1–6 Oct 2023
Geremeas, Sardinia, Italy
Europe/Zurich timezone

Design and characterization of RD53C production chips for ATLAS and CMS pixel upgrades at HL-LHC

2 Oct 2023, 16:15
20m
Mistral Room

Mistral Room

Oral ASIC ASIC

Speaker

Luca Pacher (Universita e INFN Torino (IT))

Description

The RD53 Collaboration, established in 2013 as a joint effort between ATLAS and CMS pixel ASIC communities on 65nm CMOS technology, is now in the phase of implementing final pixel readout chips, referred to as RD53C revisions, that will be used into upgraded pixel detectors at HL-LHC. The purpose of this work is to provide a comprehensive review of most important architectural design choices, enhancements, implementation details and verification flows adopted to submit final ATLAS and CMS production chips, along with preliminary test results and measurements.

Summary (500 words)

New hybrid pixel detectors will be installed into ATLAS and CMS experiments to cope with unprecedented data rates and radiation levels foreseen for the High-Luminosity LHC upgrade at CERN. New machine operations will increase the instantaneous luminosity up to 7.5 x 10^{34} cm^{-2}s^{-1}, delivering an average of approximately 200 inelastic proton-proton collisions per beam crossing at the 40 MHz bunch-crossing rate.

The RD53 Collaboration was established in 2013 and extended in 2018 with the final goal to develop new pixel readout chips to be installed into ATLAS and CMS pixel detectors at HL-LHC. The chosen implementation technology has been a commercial 65nm CMOS which in the last decade has been extensively qualified and has been demonstrated to be radiation tolerant and able to cope with HL-LHC radiation levels.

A first large scale prototype chip, referred to as RD53A, was fabricated in August 2017. This chip allowed the experiments to evaluate different pixel readout architectural choices and analog front-end solutions fitting a 50 um x 50 um pixel size.

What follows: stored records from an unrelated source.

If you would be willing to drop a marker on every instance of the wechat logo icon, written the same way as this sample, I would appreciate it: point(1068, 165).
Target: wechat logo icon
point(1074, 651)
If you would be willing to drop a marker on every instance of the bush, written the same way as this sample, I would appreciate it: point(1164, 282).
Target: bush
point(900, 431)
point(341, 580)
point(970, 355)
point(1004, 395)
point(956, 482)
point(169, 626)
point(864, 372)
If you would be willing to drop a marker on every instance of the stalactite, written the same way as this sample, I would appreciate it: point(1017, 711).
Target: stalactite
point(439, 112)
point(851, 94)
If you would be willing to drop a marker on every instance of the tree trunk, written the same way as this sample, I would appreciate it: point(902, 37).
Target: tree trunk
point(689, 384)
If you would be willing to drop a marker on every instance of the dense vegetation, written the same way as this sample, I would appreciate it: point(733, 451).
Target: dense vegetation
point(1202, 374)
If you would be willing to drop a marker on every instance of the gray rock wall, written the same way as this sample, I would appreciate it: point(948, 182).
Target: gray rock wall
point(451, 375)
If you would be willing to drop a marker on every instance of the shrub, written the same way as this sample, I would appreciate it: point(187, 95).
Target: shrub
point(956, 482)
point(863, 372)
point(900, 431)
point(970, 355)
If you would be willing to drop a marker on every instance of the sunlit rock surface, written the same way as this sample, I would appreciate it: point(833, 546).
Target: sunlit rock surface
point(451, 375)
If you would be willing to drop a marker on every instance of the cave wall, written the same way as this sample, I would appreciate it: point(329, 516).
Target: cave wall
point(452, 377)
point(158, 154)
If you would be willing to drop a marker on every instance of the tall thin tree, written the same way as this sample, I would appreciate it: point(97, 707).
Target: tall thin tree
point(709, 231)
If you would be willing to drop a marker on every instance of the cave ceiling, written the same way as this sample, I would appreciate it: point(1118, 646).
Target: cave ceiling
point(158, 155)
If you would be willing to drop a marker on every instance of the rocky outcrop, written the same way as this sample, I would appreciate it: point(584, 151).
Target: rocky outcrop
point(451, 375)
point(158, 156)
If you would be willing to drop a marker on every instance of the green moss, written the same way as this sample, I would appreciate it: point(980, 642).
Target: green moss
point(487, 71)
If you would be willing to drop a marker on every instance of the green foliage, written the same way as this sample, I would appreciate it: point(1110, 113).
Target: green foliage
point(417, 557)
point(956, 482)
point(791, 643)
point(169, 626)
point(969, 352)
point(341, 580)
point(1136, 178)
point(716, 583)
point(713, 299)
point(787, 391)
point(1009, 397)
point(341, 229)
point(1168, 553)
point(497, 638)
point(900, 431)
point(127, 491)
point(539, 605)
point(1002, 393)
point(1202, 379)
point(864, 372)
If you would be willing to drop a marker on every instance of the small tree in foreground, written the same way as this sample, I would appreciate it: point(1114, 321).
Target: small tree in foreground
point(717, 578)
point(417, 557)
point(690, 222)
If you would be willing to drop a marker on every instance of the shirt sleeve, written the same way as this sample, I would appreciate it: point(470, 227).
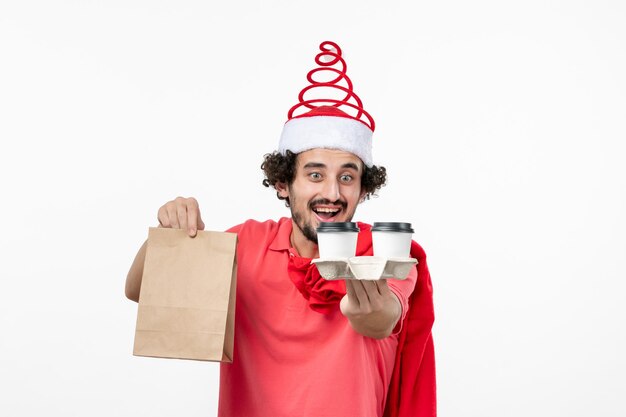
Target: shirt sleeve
point(403, 289)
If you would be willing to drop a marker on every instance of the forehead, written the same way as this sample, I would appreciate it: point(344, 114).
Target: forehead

Later on a common design environment, referred to as RD53B, as been developed to implement pre-production versions of the ATLAS (ItkPix_v1) and CMS (CROC_v1) chips with parameters and IP blocks that can be instantiated into physically different chips by changing parameters. These chips have been submitted in 2020 and 2021 respectively, resulting into two physical instances of the common RD53B environment with different design choices such as pixel-array size and front-end flavour based on specifications driven by the experiment, while keeping all other system-level digital and mixed-signal functionalities in common. Extensive measurements and system characterizations have demonstrated these chips to be able to operate in the extremely harsh radiation environment (1 Grad) with very high hit rate (up to 3 GHz/cm2), trigger rates (4 MHz) and a high data rate readout (5 Gb/s) foreseen in the innermost pixelated layers at HL-LHC.

Final production chips, referred to as RD53C revisions and implementing minor fixes for known bugs from previous chips and further enhancements, will operate into ATLAS and CMS pixel detectors. At the time of writing the final version of the ATLAS pixel chip (ItkPix_v2) has been submitted in April 2023, while the submission of the final CMS chip (CROC_v2) is foreseen for July 2023.

The aim of this contribution is to provide a comprehensive review of RD53C production chips, summarising most important architectural features (global floorplan, front-end choice, serial powering, clock data recovering, slow control and configuration, trigger scheme, data processing, readout interface, multi-chip data merging, SEU/SET mitigation strategy) along with details on physical implementation and verification flows adopted by the RD53 Collaboration to design and verify such complex pixel chips. Preliminary test results on submitted chips will be also presented.